18 Aralık 2016 00:53

Millileşmeyi beceren yasak

Millileşmeyi beceren yasak

Fotoğraf: Envato

Paylaş

Millileştirilen iradeye ilişkin düşüncelerimi on beş yılı aşkın süredir yazarım.

Üç-dört yıl öncesinden millileşen iradeyi kıskanıp onun gibi millileşmek isteyen ‘Yasak’ın şişindikçe şişinen hallerini öylesine seslendirdim. Yasak muradına erdi; millileşen iradenin özüyle kaynaştı ve onun ondan koparılamaz bileşkesine dönüştü. Bu öylesine göz önünde işleyen bir süreçti ki, özgürlüğü tüm kötülüklerin kaynağı olarak sunan Yasak taraftarları Yasak’ın millileşmesiyle birlikte özgürlüğün panzehirine de ulaşmış olmanın sevincini ve keyfini sürüyorlar.

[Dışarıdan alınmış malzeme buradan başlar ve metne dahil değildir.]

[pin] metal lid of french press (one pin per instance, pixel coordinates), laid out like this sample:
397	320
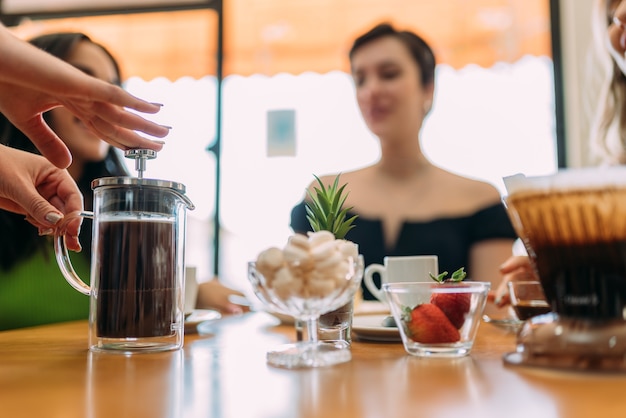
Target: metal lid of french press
140	156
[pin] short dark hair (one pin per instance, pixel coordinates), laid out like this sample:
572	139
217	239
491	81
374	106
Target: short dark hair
419	49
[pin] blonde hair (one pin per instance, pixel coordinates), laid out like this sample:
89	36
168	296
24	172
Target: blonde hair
608	129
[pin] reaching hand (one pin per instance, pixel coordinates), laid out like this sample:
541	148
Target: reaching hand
515	268
33	82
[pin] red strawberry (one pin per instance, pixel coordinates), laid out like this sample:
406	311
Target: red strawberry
454	305
426	323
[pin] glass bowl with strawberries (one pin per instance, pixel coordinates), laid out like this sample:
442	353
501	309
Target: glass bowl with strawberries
440	318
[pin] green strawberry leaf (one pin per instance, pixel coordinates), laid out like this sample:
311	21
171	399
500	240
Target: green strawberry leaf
456	277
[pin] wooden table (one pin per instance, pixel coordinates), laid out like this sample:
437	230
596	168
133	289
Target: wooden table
48	372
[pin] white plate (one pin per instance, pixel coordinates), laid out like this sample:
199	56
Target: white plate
198	316
369	328
284	318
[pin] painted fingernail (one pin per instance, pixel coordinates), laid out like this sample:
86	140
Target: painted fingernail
53	217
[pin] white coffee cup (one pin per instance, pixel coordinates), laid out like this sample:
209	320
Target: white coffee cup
400	269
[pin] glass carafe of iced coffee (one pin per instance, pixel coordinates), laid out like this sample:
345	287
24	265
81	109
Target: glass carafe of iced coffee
137	262
573	225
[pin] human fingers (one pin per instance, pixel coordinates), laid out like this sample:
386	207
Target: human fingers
46	141
117	126
116	95
126	138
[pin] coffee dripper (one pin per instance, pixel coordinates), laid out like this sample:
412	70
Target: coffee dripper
573	225
137	261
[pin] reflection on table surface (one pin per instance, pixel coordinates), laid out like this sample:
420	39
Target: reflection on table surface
47	371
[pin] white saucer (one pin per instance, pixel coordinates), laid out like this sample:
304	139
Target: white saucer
198	316
284	318
369	328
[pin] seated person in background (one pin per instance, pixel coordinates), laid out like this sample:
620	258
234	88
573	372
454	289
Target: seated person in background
608	133
407	205
32	289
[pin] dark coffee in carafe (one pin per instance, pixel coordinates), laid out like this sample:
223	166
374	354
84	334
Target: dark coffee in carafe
136	277
576	239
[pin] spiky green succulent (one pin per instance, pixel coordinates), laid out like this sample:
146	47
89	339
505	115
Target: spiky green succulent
325	211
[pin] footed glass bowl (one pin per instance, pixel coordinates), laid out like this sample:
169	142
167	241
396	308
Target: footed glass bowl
437	320
298	291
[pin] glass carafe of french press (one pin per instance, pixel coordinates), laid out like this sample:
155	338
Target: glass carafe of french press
137	262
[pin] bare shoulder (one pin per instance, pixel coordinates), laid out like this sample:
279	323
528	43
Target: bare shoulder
474	193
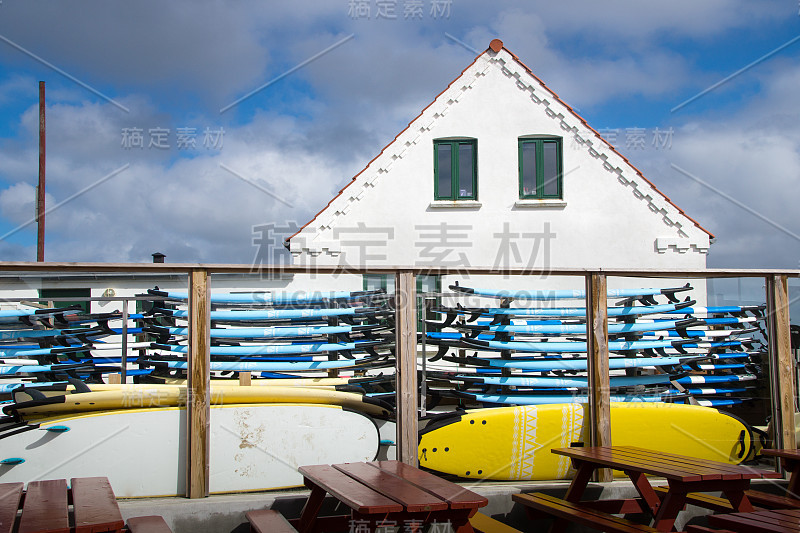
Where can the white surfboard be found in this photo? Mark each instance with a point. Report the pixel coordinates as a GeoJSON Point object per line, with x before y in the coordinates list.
{"type": "Point", "coordinates": [142, 451]}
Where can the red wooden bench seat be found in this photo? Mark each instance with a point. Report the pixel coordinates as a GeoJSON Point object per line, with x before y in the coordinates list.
{"type": "Point", "coordinates": [268, 521]}
{"type": "Point", "coordinates": [46, 507]}
{"type": "Point", "coordinates": [581, 514]}
{"type": "Point", "coordinates": [10, 494]}
{"type": "Point", "coordinates": [94, 505]}
{"type": "Point", "coordinates": [148, 524]}
{"type": "Point", "coordinates": [482, 523]}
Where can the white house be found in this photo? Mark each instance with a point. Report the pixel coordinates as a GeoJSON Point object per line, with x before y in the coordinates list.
{"type": "Point", "coordinates": [499, 171]}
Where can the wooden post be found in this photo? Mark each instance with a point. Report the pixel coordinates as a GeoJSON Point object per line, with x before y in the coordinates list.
{"type": "Point", "coordinates": [40, 190]}
{"type": "Point", "coordinates": [597, 354]}
{"type": "Point", "coordinates": [406, 376]}
{"type": "Point", "coordinates": [198, 393]}
{"type": "Point", "coordinates": [781, 364]}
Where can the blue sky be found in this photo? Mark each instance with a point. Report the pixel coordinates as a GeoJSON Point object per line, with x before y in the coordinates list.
{"type": "Point", "coordinates": [113, 67]}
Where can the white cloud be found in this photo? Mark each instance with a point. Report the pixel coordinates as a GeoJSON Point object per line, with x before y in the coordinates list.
{"type": "Point", "coordinates": [188, 208]}
{"type": "Point", "coordinates": [750, 160]}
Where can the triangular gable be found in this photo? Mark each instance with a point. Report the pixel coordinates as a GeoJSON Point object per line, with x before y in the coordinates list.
{"type": "Point", "coordinates": [572, 124]}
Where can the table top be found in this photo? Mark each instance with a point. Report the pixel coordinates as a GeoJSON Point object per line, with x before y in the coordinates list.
{"type": "Point", "coordinates": [389, 487]}
{"type": "Point", "coordinates": [669, 466]}
{"type": "Point", "coordinates": [775, 521]}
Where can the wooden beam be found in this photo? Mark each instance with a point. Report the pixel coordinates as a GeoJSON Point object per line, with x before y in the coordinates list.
{"type": "Point", "coordinates": [407, 391]}
{"type": "Point", "coordinates": [198, 394]}
{"type": "Point", "coordinates": [599, 418]}
{"type": "Point", "coordinates": [781, 362]}
{"type": "Point", "coordinates": [40, 189]}
{"type": "Point", "coordinates": [164, 268]}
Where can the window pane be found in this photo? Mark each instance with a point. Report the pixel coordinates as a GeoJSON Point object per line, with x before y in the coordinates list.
{"type": "Point", "coordinates": [444, 178]}
{"type": "Point", "coordinates": [550, 156]}
{"type": "Point", "coordinates": [465, 171]}
{"type": "Point", "coordinates": [529, 169]}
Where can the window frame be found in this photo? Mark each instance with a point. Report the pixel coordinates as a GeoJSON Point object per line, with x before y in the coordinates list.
{"type": "Point", "coordinates": [80, 295]}
{"type": "Point", "coordinates": [455, 178]}
{"type": "Point", "coordinates": [539, 141]}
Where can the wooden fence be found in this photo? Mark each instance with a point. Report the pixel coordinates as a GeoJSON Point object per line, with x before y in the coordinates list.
{"type": "Point", "coordinates": [198, 404]}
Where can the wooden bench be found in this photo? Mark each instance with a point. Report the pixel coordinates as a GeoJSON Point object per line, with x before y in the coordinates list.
{"type": "Point", "coordinates": [268, 521]}
{"type": "Point", "coordinates": [721, 505]}
{"type": "Point", "coordinates": [148, 524]}
{"type": "Point", "coordinates": [772, 521]}
{"type": "Point", "coordinates": [46, 505]}
{"type": "Point", "coordinates": [703, 529]}
{"type": "Point", "coordinates": [580, 514]}
{"type": "Point", "coordinates": [10, 495]}
{"type": "Point", "coordinates": [93, 504]}
{"type": "Point", "coordinates": [482, 523]}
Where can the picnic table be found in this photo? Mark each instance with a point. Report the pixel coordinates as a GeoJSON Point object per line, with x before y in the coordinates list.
{"type": "Point", "coordinates": [790, 460]}
{"type": "Point", "coordinates": [684, 475]}
{"type": "Point", "coordinates": [772, 521]}
{"type": "Point", "coordinates": [385, 493]}
{"type": "Point", "coordinates": [46, 504]}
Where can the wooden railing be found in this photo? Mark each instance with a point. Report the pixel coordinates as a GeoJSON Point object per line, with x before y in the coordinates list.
{"type": "Point", "coordinates": [198, 409]}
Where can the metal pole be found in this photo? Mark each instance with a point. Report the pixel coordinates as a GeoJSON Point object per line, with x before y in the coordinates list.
{"type": "Point", "coordinates": [40, 190]}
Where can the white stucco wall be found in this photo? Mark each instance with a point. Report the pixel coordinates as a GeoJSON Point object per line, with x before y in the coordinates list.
{"type": "Point", "coordinates": [609, 217]}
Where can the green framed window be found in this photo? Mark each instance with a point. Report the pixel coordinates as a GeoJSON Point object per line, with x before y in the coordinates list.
{"type": "Point", "coordinates": [77, 294]}
{"type": "Point", "coordinates": [455, 169]}
{"type": "Point", "coordinates": [540, 167]}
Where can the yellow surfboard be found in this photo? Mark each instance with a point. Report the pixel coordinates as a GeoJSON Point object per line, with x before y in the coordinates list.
{"type": "Point", "coordinates": [514, 443]}
{"type": "Point", "coordinates": [150, 396]}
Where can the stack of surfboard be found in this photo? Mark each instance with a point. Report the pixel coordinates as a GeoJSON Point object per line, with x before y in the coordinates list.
{"type": "Point", "coordinates": [279, 335]}
{"type": "Point", "coordinates": [56, 344]}
{"type": "Point", "coordinates": [529, 352]}
{"type": "Point", "coordinates": [291, 414]}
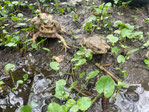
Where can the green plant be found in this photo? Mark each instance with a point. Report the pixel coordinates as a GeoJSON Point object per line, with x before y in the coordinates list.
{"type": "Point", "coordinates": [104, 85]}
{"type": "Point", "coordinates": [8, 68]}
{"type": "Point", "coordinates": [81, 57]}
{"type": "Point", "coordinates": [54, 65]}
{"type": "Point", "coordinates": [100, 18]}
{"type": "Point", "coordinates": [75, 17]}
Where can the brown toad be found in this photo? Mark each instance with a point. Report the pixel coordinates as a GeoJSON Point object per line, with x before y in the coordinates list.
{"type": "Point", "coordinates": [46, 26]}
{"type": "Point", "coordinates": [96, 45]}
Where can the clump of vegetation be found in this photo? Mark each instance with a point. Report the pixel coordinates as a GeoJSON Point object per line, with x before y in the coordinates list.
{"type": "Point", "coordinates": [117, 33]}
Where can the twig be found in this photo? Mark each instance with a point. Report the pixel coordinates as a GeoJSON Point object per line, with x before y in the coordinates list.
{"type": "Point", "coordinates": [38, 5]}
{"type": "Point", "coordinates": [84, 94]}
{"type": "Point", "coordinates": [110, 74]}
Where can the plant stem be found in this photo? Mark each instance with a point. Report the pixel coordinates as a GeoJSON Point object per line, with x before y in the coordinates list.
{"type": "Point", "coordinates": [117, 93]}
{"type": "Point", "coordinates": [11, 75]}
{"type": "Point", "coordinates": [95, 98]}
{"type": "Point", "coordinates": [81, 89]}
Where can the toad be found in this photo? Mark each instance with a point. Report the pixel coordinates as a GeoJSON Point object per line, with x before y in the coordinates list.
{"type": "Point", "coordinates": [46, 26]}
{"type": "Point", "coordinates": [95, 44]}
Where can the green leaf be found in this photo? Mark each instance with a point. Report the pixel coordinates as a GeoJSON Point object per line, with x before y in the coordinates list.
{"type": "Point", "coordinates": [146, 44]}
{"type": "Point", "coordinates": [105, 84]}
{"type": "Point", "coordinates": [132, 51]}
{"type": "Point", "coordinates": [92, 74]}
{"type": "Point", "coordinates": [9, 67]}
{"type": "Point", "coordinates": [112, 38]}
{"type": "Point", "coordinates": [125, 32]}
{"type": "Point", "coordinates": [88, 55]}
{"type": "Point", "coordinates": [70, 103]}
{"type": "Point", "coordinates": [33, 104]}
{"type": "Point", "coordinates": [82, 74]}
{"type": "Point", "coordinates": [115, 49]}
{"type": "Point", "coordinates": [74, 108]}
{"type": "Point", "coordinates": [54, 65]}
{"type": "Point", "coordinates": [61, 82]}
{"type": "Point", "coordinates": [121, 84]}
{"type": "Point", "coordinates": [1, 83]}
{"type": "Point", "coordinates": [26, 108]}
{"type": "Point", "coordinates": [72, 85]}
{"type": "Point", "coordinates": [120, 59]}
{"type": "Point", "coordinates": [11, 44]}
{"type": "Point", "coordinates": [80, 62]}
{"type": "Point", "coordinates": [54, 107]}
{"type": "Point", "coordinates": [146, 62]}
{"type": "Point", "coordinates": [60, 91]}
{"type": "Point", "coordinates": [20, 15]}
{"type": "Point", "coordinates": [61, 10]}
{"type": "Point", "coordinates": [46, 49]}
{"type": "Point", "coordinates": [84, 103]}
{"type": "Point", "coordinates": [20, 82]}
{"type": "Point", "coordinates": [64, 108]}
{"type": "Point", "coordinates": [25, 77]}
{"type": "Point", "coordinates": [117, 23]}
{"type": "Point", "coordinates": [15, 18]}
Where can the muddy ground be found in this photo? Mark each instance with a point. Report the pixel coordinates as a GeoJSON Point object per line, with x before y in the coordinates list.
{"type": "Point", "coordinates": [41, 84]}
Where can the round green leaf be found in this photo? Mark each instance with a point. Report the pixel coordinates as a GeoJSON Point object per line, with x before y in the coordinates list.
{"type": "Point", "coordinates": [26, 108]}
{"type": "Point", "coordinates": [1, 83]}
{"type": "Point", "coordinates": [20, 82]}
{"type": "Point", "coordinates": [105, 84]}
{"type": "Point", "coordinates": [70, 103]}
{"type": "Point", "coordinates": [54, 65]}
{"type": "Point", "coordinates": [92, 74]}
{"type": "Point", "coordinates": [9, 67]}
{"type": "Point", "coordinates": [61, 82]}
{"type": "Point", "coordinates": [120, 59]}
{"type": "Point", "coordinates": [84, 103]}
{"type": "Point", "coordinates": [112, 38]}
{"type": "Point", "coordinates": [54, 107]}
{"type": "Point", "coordinates": [74, 108]}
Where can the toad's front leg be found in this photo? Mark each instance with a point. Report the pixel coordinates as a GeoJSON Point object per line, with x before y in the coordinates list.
{"type": "Point", "coordinates": [63, 41]}
{"type": "Point", "coordinates": [35, 36]}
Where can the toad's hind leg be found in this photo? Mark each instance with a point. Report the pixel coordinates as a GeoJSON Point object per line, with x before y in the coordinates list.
{"type": "Point", "coordinates": [63, 40]}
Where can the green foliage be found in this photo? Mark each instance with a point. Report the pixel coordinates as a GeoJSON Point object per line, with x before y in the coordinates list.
{"type": "Point", "coordinates": [120, 59]}
{"type": "Point", "coordinates": [9, 67]}
{"type": "Point", "coordinates": [60, 91]}
{"type": "Point", "coordinates": [84, 103]}
{"type": "Point", "coordinates": [96, 22]}
{"type": "Point", "coordinates": [54, 65]}
{"type": "Point", "coordinates": [105, 84]}
{"type": "Point", "coordinates": [81, 57]}
{"type": "Point", "coordinates": [1, 83]}
{"type": "Point", "coordinates": [25, 77]}
{"type": "Point", "coordinates": [26, 109]}
{"type": "Point", "coordinates": [92, 74]}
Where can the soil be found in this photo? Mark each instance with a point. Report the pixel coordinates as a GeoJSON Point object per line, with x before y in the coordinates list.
{"type": "Point", "coordinates": [40, 87]}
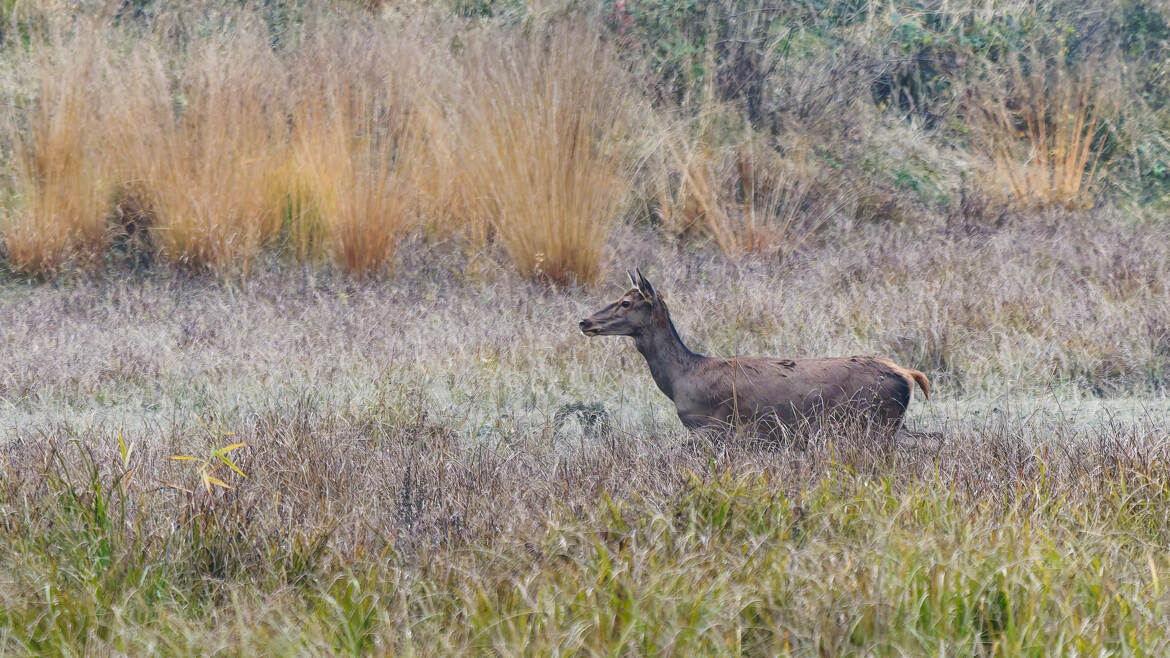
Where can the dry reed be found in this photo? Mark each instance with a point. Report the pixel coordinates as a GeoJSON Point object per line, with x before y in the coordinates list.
{"type": "Point", "coordinates": [1043, 132]}
{"type": "Point", "coordinates": [63, 178]}
{"type": "Point", "coordinates": [355, 137]}
{"type": "Point", "coordinates": [544, 138]}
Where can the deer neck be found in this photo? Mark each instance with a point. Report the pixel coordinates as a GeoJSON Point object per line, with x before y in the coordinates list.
{"type": "Point", "coordinates": [665, 353]}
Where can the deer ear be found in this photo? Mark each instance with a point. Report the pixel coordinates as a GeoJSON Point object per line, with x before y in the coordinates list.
{"type": "Point", "coordinates": [645, 286]}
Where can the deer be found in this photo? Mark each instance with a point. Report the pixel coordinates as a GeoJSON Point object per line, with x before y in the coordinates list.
{"type": "Point", "coordinates": [776, 396]}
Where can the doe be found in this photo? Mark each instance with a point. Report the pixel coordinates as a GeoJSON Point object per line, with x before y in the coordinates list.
{"type": "Point", "coordinates": [772, 395]}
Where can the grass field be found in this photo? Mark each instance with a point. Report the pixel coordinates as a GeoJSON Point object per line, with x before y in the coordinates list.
{"type": "Point", "coordinates": [289, 360]}
{"type": "Point", "coordinates": [442, 464]}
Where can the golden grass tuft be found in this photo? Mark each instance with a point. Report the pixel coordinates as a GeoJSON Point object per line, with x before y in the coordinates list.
{"type": "Point", "coordinates": [748, 198]}
{"type": "Point", "coordinates": [353, 145]}
{"type": "Point", "coordinates": [207, 165]}
{"type": "Point", "coordinates": [62, 176]}
{"type": "Point", "coordinates": [1043, 132]}
{"type": "Point", "coordinates": [543, 138]}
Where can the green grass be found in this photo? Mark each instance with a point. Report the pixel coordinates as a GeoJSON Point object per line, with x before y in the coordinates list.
{"type": "Point", "coordinates": [725, 556]}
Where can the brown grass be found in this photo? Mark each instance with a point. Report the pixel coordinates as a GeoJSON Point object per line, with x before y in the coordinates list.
{"type": "Point", "coordinates": [207, 165]}
{"type": "Point", "coordinates": [64, 179]}
{"type": "Point", "coordinates": [1043, 131]}
{"type": "Point", "coordinates": [356, 139]}
{"type": "Point", "coordinates": [543, 138]}
{"type": "Point", "coordinates": [748, 198]}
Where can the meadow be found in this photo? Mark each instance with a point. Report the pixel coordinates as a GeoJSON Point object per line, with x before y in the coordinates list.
{"type": "Point", "coordinates": [289, 360]}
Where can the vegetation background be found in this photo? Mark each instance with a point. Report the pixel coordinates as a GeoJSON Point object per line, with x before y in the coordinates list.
{"type": "Point", "coordinates": [288, 295]}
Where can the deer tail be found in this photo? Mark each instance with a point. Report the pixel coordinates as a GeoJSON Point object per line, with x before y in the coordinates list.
{"type": "Point", "coordinates": [923, 383]}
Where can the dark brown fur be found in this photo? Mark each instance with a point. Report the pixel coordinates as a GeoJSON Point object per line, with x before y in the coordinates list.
{"type": "Point", "coordinates": [772, 395]}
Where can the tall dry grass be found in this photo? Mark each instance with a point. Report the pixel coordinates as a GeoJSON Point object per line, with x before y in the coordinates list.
{"type": "Point", "coordinates": [63, 177]}
{"type": "Point", "coordinates": [543, 135]}
{"type": "Point", "coordinates": [355, 142]}
{"type": "Point", "coordinates": [332, 148]}
{"type": "Point", "coordinates": [1043, 127]}
{"type": "Point", "coordinates": [749, 198]}
{"type": "Point", "coordinates": [207, 164]}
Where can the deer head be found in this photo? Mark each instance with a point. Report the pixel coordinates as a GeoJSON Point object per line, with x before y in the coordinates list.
{"type": "Point", "coordinates": [630, 315]}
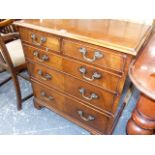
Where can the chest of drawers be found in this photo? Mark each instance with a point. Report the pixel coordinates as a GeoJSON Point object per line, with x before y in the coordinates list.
{"type": "Point", "coordinates": [78, 67]}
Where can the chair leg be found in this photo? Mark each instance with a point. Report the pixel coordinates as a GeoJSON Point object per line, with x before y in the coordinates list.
{"type": "Point", "coordinates": [5, 81]}
{"type": "Point", "coordinates": [18, 92]}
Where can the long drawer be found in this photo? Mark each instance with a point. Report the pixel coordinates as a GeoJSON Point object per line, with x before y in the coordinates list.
{"type": "Point", "coordinates": [40, 39]}
{"type": "Point", "coordinates": [88, 73]}
{"type": "Point", "coordinates": [91, 74]}
{"type": "Point", "coordinates": [77, 110]}
{"type": "Point", "coordinates": [101, 57]}
{"type": "Point", "coordinates": [92, 95]}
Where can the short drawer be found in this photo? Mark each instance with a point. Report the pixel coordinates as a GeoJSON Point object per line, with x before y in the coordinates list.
{"type": "Point", "coordinates": [92, 95]}
{"type": "Point", "coordinates": [101, 57]}
{"type": "Point", "coordinates": [91, 74]}
{"type": "Point", "coordinates": [40, 39]}
{"type": "Point", "coordinates": [52, 98]}
{"type": "Point", "coordinates": [47, 76]}
{"type": "Point", "coordinates": [43, 57]}
{"type": "Point", "coordinates": [86, 115]}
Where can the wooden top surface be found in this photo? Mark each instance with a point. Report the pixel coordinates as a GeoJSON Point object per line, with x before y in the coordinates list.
{"type": "Point", "coordinates": [142, 72]}
{"type": "Point", "coordinates": [119, 35]}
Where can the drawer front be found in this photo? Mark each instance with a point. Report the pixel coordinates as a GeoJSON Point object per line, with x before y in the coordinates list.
{"type": "Point", "coordinates": [92, 75]}
{"type": "Point", "coordinates": [45, 58]}
{"type": "Point", "coordinates": [90, 94]}
{"type": "Point", "coordinates": [101, 57]}
{"type": "Point", "coordinates": [40, 39]}
{"type": "Point", "coordinates": [52, 98]}
{"type": "Point", "coordinates": [47, 76]}
{"type": "Point", "coordinates": [86, 115]}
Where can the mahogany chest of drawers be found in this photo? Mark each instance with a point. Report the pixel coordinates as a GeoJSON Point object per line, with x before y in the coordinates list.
{"type": "Point", "coordinates": [78, 67]}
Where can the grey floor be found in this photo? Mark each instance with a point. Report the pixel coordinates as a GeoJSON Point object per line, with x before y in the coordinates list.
{"type": "Point", "coordinates": [30, 121]}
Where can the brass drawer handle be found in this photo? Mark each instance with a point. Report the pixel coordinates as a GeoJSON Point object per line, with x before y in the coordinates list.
{"type": "Point", "coordinates": [44, 77]}
{"type": "Point", "coordinates": [88, 118]}
{"type": "Point", "coordinates": [92, 96]}
{"type": "Point", "coordinates": [97, 55]}
{"type": "Point", "coordinates": [47, 98]}
{"type": "Point", "coordinates": [34, 40]}
{"type": "Point", "coordinates": [42, 59]}
{"type": "Point", "coordinates": [95, 75]}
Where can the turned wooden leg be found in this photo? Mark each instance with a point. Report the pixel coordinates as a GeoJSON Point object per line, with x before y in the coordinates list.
{"type": "Point", "coordinates": [142, 121]}
{"type": "Point", "coordinates": [18, 92]}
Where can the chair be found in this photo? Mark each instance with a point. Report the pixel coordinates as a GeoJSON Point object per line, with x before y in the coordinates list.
{"type": "Point", "coordinates": [12, 58]}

Daha önce yazdığım üç yazıyı harmanladım, Yasak’ın millileşme hallerine ilişkin olarak kendi yazılarımdan kes-kopyala usulüyle devşirdiğim aşağıdaki metni oluşturdum.

“Aynaya yandan şöyle bir baktı, kendini pek beğendi; erkekti, cezbediciydi, kışkırtıcıydı, boyun eğdirmemesi düşünülemezdi. Gururlandı, kendine haller verdi, göğsünü gere gere adını pencereden yurt sathına haykırdı: ‘Yasak, Yasak, Yasak… Ben Yasak’ım’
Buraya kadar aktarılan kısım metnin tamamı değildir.